GRAMMY Award-winning music producer and lauded field-recording trailblazer Ian Brennan (Tinariwen, Zomba Prison Project, Ramblin' Jack Elliott) follows up an acclaimed recording career of over 50 albums with his latest, and most personal release yet, featuring the Sheltered Workshop Singers' debut release, "Who You Calling Slow?" (Release Date: September 18, 2020). Brennan is renowned for scouring the far stretches of the globe to document singers in an uninhibited, authentic fashion. From recordings in musically underrepresented regions such as Rwanda, Malawi, South Sudan, Karachi, Palestine, Ukerewe Island, Cambodia, and Romania, his new project brings him closest to home. For the first time, Brennan collaborates with his older sister, Jane -- who has Down syndrome -- along with her fellow workshop companions at a Bay Area adult-care facility.

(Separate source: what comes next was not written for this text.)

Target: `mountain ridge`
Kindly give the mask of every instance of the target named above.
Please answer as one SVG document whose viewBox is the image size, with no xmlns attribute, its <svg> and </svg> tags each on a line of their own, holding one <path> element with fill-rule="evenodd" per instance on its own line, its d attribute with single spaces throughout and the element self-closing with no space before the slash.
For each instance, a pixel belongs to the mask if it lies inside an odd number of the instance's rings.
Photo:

In an aged strip mall tucked at the base of the foothills that stand as the final ridgeline before the enormity of the Central Valley -- though many miles beyond the Bay's basin -- resides a weekday program for dozens of adults with varying cognitive and ambulatory abilities. Sharing a parking lot with a diner, liquor store, gaming shop, and red-light massage parlor, the workshop employees spend their weekday hours leading the program. With Brennan's father on hand for this cherished experience as he battled stage-four cancer (and ultimately passed just two months after the recording was complete), an unparalleled recording session took place that the world now has the privilege to hear.
"Growing up, I'd witnessed my sister's discomfort -- eyes steered down sideways and hard, unable to contain her oversized tongue due to the shame -- too many times to not remain vigilant and braced for a lifetime," says Ian Brennan. "I had little option but to make the right choice: to always side with those marginalized. Jane was diagnosed as 'severely retarded,' just one step above the lowest denomination of catatonic and mute. Our main connection was through music -- joy expressed through dance, sadness and longing with melody. As her level of functioning has begun to diminish markedly in recent years, I knew the time was now or never to capture moments where music speaks volumes."

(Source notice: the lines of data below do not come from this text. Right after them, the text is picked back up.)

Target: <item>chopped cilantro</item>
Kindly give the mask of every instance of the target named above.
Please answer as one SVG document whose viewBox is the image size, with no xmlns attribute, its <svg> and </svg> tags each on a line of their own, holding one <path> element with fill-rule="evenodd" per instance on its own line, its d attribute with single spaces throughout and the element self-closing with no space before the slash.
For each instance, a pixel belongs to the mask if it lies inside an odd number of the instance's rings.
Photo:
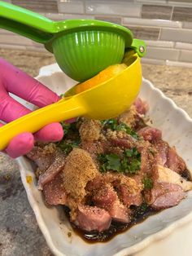
<svg viewBox="0 0 192 256">
<path fill-rule="evenodd" d="M 120 171 L 120 159 L 116 154 L 100 154 L 98 160 L 101 163 L 100 171 L 104 173 L 108 170 Z"/>
<path fill-rule="evenodd" d="M 137 139 L 138 135 L 137 133 L 133 130 L 130 127 L 129 127 L 124 123 L 118 123 L 116 119 L 107 119 L 102 121 L 102 124 L 103 125 L 104 128 L 106 129 L 111 129 L 112 130 L 124 130 L 128 135 L 130 135 L 134 139 Z"/>
<path fill-rule="evenodd" d="M 100 171 L 104 173 L 109 170 L 129 174 L 136 174 L 141 166 L 141 154 L 137 148 L 126 149 L 123 157 L 116 154 L 100 154 Z"/>
<path fill-rule="evenodd" d="M 132 205 L 131 206 L 133 213 L 131 216 L 131 219 L 133 222 L 137 221 L 138 218 L 143 218 L 143 216 L 149 211 L 150 207 L 146 203 L 142 203 L 139 206 Z"/>
<path fill-rule="evenodd" d="M 142 179 L 144 189 L 151 189 L 153 188 L 153 180 L 151 178 L 146 177 Z"/>
<path fill-rule="evenodd" d="M 136 148 L 126 149 L 121 161 L 121 169 L 125 174 L 136 174 L 141 167 L 141 154 Z"/>
<path fill-rule="evenodd" d="M 76 122 L 66 123 L 65 121 L 61 121 L 61 125 L 64 132 L 65 136 L 71 132 L 78 131 L 76 129 Z"/>
<path fill-rule="evenodd" d="M 103 120 L 101 121 L 101 122 L 106 129 L 111 129 L 112 130 L 116 130 L 118 126 L 118 122 L 116 119 Z"/>
</svg>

While Brennan enters each recording project prepared not to release it (with multiple projects shelved over the years), a miraculous epiphany transpired when the participant Janet began singing "I'm not afraid of anything" from her wheelchair. Brennan states, "It was when Janet sang of fearlessness by repeatedly declaring, 'I'm not afraid of anything,' that I felt the familiar surge during projects that is the telltale sign that what's being recorded will, in fact, result in becoming a record: tears. As she improvised those words, there was not a dry eye in the room -- not out of pity, but in admiration and awe of her courage and strength."
The instrumentation on "Who You Calling Slow?" mostly derives from the participants immediate environment -- a walker used as a bell, a yoga ball for a bass drum. A diverse group of over 20 people participated in "Who You Calling Slow?", ranging in age from early-twenties to sixties. Many were wheelchair-bound or utilized crutches, canes, and braces to walk. No one had sung before into a microphone or attempted to play a stringed instrument.
One of the great surprises came from a classmate of Brennan's sister since they were toddlers. Tom had always been a macho dude and a bit of an archetypal "bad boy" who pursued bodybuilding as a teen. But, the deep hurt that rose from inside his chest as he sang of his father was devastating. And when his peers sing of "bad memories" and heartbreak, one can only dare wonder to what interpersonal horrors they refer.
For a moment, step inside an often-misunderstood community of creators for a chance to peer into their world -- one that's immersed with passion, and melody. Listeners might just be shocked at their unbridled, emotional depth and willingness to share their hurt, love, and brave.